Le laboratoire en question menait des recherches sur des virus pathogènes, tels que les coronavirus, écrit dimanche le Wall Street Journal.

Ces laborantins se sont présentés dans un hôpital de la métropole chinoise en novembre 2019 avec des symptômes graves. D'après des sources américaines, cela indique que le virus pourrait s'être échappé du laboratoire, ce que réfute la Chine.

Une enquête de l'Organisation mondiale de la santé (OMS) avait précédemment révélé que le virus ne provenait probablement pas d'un laboratoire, mais plutôt d'animaux. Un travail qui a été largement critiqué car la Chine n'aurait pas transmis suffisamment d'informations et ne se serait pas montrée assez ouverte aux demandes des experts. L'enquête américaine qui vient d'être divulguée par le Wall Street Journal était déjà terminée en janvier.

D'après le journal, elle est le fruit d'un travail approfondi mais d'autres sources aux États-Unis affirment que les informations proviennent d'un pays ami et que des recherches supplémentaires sont nécessaires. Il existe de nombreux types différents de coronavirus, dont le désormais célèbre SARS-CoV-2 qui peut entraîner la maladie du Covid-19, mais tous ces virus ne peuvent pas rendre les gens malades. La pandémie actuelle de virus avait débuté à Wuhan avant de se propager au reste du monde.

La Chine dément que trois de ses chercheurs ont contracté le Covid fin 2019

La Chine a démenti lundi que trois chercheurs de l'Institut de virologie de Wuhan, ville un temps épicentre de la pandémie, aient été atteints d'une maladie qui a nécessité des soins hospitaliers avant que le virus ne se répande dans le monde.

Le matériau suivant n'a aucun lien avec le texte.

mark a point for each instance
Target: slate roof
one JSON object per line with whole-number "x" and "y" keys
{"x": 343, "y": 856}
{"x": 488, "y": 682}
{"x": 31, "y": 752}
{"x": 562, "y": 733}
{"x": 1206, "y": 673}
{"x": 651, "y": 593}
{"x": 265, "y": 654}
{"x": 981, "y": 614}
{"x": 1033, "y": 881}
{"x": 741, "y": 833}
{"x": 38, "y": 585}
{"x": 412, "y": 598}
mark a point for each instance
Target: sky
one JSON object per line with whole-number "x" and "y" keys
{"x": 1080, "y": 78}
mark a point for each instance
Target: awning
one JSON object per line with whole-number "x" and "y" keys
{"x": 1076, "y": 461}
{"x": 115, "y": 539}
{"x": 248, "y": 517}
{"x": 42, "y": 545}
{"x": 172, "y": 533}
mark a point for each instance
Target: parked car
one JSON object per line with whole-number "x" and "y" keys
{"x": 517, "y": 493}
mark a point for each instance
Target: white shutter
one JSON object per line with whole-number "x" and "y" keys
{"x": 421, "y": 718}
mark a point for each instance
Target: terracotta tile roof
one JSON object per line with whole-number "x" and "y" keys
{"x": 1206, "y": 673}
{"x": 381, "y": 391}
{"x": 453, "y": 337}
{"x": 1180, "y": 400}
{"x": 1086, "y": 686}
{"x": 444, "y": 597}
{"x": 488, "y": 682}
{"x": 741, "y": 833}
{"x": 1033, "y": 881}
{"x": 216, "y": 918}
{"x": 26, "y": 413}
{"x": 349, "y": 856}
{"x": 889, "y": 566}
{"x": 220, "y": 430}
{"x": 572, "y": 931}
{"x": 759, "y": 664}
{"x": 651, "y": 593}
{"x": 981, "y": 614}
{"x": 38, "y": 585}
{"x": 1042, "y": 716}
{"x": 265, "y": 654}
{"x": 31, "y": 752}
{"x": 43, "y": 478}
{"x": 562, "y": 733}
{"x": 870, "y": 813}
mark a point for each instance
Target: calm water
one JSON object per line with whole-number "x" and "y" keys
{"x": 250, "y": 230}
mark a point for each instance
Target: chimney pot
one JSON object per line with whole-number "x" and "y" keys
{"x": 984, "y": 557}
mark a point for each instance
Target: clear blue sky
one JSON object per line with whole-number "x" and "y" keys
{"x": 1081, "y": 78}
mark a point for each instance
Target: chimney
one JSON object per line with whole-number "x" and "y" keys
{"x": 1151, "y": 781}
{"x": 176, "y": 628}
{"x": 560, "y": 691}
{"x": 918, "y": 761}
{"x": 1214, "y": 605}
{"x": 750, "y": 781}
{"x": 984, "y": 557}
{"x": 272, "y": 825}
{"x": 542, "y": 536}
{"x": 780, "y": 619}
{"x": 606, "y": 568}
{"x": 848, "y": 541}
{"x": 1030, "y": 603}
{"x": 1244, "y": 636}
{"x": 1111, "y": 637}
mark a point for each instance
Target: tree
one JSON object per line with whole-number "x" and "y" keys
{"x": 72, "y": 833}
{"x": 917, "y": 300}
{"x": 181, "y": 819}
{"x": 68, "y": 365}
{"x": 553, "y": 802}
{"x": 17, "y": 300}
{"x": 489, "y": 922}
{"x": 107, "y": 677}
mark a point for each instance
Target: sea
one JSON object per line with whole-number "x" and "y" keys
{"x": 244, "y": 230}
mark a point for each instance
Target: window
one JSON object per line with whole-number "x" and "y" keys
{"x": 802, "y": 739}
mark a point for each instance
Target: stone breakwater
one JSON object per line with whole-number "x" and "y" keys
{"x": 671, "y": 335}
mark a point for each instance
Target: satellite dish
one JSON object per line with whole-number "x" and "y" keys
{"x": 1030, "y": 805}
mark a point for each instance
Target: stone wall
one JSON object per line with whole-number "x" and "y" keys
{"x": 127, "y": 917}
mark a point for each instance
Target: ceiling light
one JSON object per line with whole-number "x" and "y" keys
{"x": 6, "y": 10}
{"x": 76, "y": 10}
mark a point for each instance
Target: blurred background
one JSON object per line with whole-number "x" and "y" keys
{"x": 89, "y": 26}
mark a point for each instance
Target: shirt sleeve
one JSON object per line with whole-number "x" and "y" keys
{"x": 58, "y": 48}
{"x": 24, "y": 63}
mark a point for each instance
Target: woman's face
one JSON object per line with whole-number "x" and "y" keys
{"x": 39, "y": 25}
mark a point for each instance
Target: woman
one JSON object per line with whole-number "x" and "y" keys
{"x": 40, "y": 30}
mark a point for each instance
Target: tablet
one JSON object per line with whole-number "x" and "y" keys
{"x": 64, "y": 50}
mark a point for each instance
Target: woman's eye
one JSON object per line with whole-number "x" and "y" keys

La Chine a révélé le 31 décembre 2019 l'existence d'un foyer de cas de pneumonie à Wuhan à l'Organisation mondiale de la santé (OMS). Et Pékin a toujours farouchement combattu la théorie selon laquelle le Covid-19 aurait pu s'échapper d'un de ses laboratoires. Interrogé à ce sujet, un porte-parole de la diplomatie chinoise, Zhao Lijian, a qualifié lundi les affirmations du quotidien américain de "totalement fausses".

"Le 23 mars, l'Institut de virologie de Wuhan a publié un communiqué indiquant qu'avant le 30 décembre 2019 il n'avait pas été en contact avec le coronavirus. A cette date [de publication du communiqué, NDLR], aucun personnel ou étudiant-chercheur n'a[vait] été contaminé" par le virus, a affirmé devant la presse M. Zhao.

"Extrêmement improbable pour l'OMS"

Le coronavirus a cependant été apporté dans ce laboratoire pour y être étudié, selon les autorités chinoises. L'hypothèse d'une fuite du virus d'un laboratoire chinois a été alimentée entre autres par l'administration de l'ex-président américain Donald Trump. Après un séjour de quatre semaines à Wuhan en début d'année, une étude conjointe d'experts de l'OMS et chinois a toutefois jugé en mars "extrêmement improbable" un incident de laboratoire.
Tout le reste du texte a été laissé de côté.